This Article is From Jul 10, 2020

Moonwalker Buzz Aldrin Shares A "View Of Home", Taken From Space In 1969

"This view of home never gets old," wrote Dr Buzz Aldrin, more than half a century after his historic voyage to the moon.

Moonwalker Buzz Aldrin Shares A 'View Of Home', Taken From Space In 1969

A view of Earth in a picture taken from space during the Apollo 11 mission.

Buzz Aldrin has shared a throwback picture like no other on social media. The second human ever to step on the moon took to Twitter on Thursday to share a stunning shot of Earth rising above the moon's horizon. The picture was taken during the Apollo 11 mission in 1969. "This view of home never gets old," wrote Dr Aldrin, more than half a century after his historic voyage to the moon with Neil Armstrong and Mike Collins. He also added the hashtags #ThrowbackThursday and #Apollo11.

Apollo 11 was the first spaceflight to land humans on the moon as part of NASA's Apollo programme.
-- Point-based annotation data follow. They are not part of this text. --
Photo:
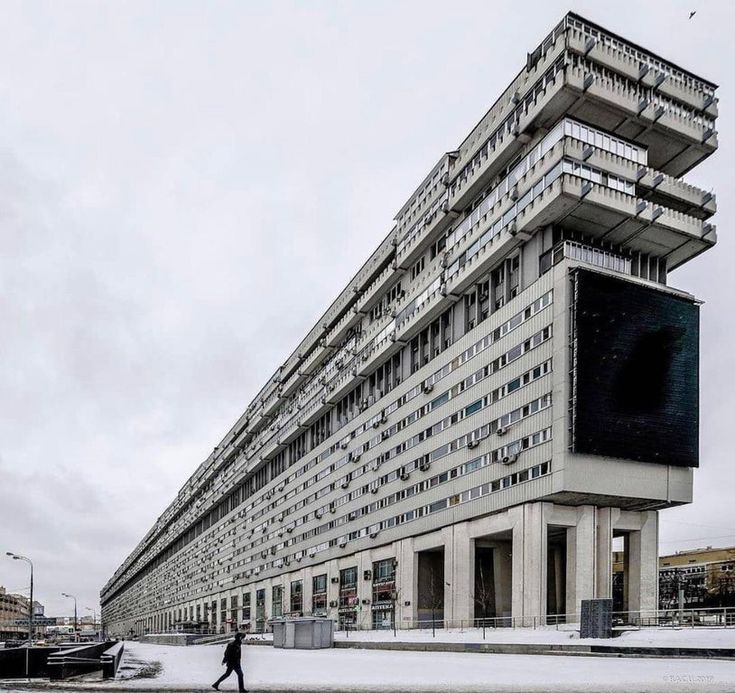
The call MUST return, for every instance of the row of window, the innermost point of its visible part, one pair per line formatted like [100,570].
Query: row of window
[229,504]
[501,454]
[507,126]
[642,57]
[471,352]
[423,463]
[494,366]
[469,495]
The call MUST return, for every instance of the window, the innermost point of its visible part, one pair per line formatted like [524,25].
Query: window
[297,597]
[277,607]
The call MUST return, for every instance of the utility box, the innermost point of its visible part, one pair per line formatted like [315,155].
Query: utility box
[303,633]
[596,618]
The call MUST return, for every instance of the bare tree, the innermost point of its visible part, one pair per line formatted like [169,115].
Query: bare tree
[435,593]
[484,596]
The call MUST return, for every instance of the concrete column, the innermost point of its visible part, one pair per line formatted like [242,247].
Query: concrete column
[332,571]
[307,590]
[503,578]
[406,581]
[529,562]
[581,556]
[364,590]
[556,578]
[604,553]
[641,553]
[459,572]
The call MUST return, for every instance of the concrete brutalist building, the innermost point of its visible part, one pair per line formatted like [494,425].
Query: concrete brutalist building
[508,383]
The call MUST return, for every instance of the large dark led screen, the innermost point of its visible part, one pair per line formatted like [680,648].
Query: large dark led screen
[636,372]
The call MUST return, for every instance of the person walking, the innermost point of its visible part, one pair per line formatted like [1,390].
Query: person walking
[233,653]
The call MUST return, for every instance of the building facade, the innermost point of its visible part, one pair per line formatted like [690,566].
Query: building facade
[698,579]
[506,385]
[14,615]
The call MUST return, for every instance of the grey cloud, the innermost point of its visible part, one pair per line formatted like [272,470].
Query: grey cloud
[184,187]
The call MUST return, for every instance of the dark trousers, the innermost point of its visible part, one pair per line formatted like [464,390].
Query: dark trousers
[230,668]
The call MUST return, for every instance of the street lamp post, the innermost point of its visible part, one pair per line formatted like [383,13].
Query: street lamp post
[71,596]
[16,557]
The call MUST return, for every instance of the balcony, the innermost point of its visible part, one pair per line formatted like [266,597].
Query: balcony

Commander Neil Armstrong and lunar module pilot Buzz Aldrin were the first two people to land on the moon, while astronaut Michael Collins flew the Apollo 11 command module Columbia around the moon. 

According to NASA's website, the picture was taken on July 20, 1969 from the Apollo 11 spacecraft. The lunar terrain pictured is in the area of Smyth's Sea on the nearside. 
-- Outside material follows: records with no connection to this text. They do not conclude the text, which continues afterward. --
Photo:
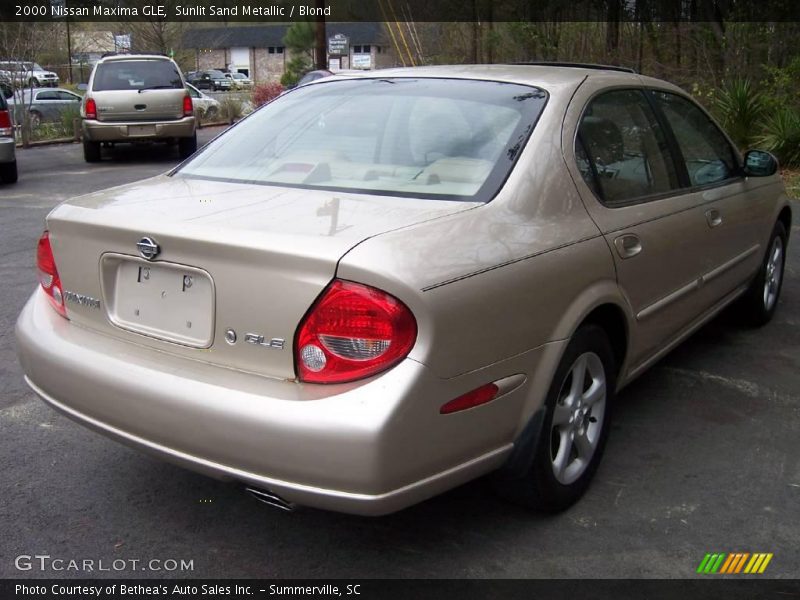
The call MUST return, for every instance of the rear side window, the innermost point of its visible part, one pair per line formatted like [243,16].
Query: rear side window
[625,148]
[708,156]
[136,75]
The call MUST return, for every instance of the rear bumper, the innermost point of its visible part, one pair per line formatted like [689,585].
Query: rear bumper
[7,150]
[130,131]
[364,448]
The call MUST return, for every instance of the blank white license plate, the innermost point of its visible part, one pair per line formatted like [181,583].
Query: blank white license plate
[139,130]
[164,300]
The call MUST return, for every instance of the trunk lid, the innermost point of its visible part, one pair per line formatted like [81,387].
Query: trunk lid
[147,105]
[255,258]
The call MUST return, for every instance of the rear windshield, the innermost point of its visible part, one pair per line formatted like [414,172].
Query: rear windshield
[136,75]
[445,139]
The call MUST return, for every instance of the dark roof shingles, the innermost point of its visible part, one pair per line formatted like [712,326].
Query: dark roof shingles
[263,36]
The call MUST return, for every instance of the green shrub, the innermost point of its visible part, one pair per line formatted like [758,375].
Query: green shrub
[781,136]
[266,92]
[740,107]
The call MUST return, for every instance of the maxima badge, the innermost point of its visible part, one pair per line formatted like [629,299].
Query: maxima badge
[148,248]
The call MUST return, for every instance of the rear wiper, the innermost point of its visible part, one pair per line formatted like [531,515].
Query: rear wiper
[155,87]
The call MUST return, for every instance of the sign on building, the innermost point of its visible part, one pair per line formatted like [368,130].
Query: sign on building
[361,61]
[338,45]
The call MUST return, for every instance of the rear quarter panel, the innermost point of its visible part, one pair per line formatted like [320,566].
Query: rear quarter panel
[498,280]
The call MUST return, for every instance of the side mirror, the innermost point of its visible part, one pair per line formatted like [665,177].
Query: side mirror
[759,163]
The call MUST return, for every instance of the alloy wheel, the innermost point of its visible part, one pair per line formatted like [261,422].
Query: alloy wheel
[578,418]
[772,279]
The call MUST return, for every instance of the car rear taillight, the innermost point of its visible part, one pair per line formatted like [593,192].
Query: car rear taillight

The picture has collected over 13,000 'likes' along with several comments.

"I cannot imagine what that was like in person," wrote one person.

"What do you do after you have walked on the moon? Seriously, what goals do you set?" another asked. 

Last year, Dr Aldrin had recalled moments of his journey to the moon, saying that he and his crewmates were so absorbed in doing their jobs that they were oddly disconnected from how momentous the occasion was as it unfolded for hundreds of millions of people on Earth, watching it all on live television.

"I sometimes think the three of us missed 'the big event'," Aldrin said during a 50th anniversary gala at the Ronald Reagan Library outside Los Angeles. "While we were out there on the moon, the world was growing closer together, right here."

Describing the experience of being on the moon, he said: "We had gotten there, and it looked pretty desolate. But it was magnificent desolation. I think Neil remarked the beauty, too."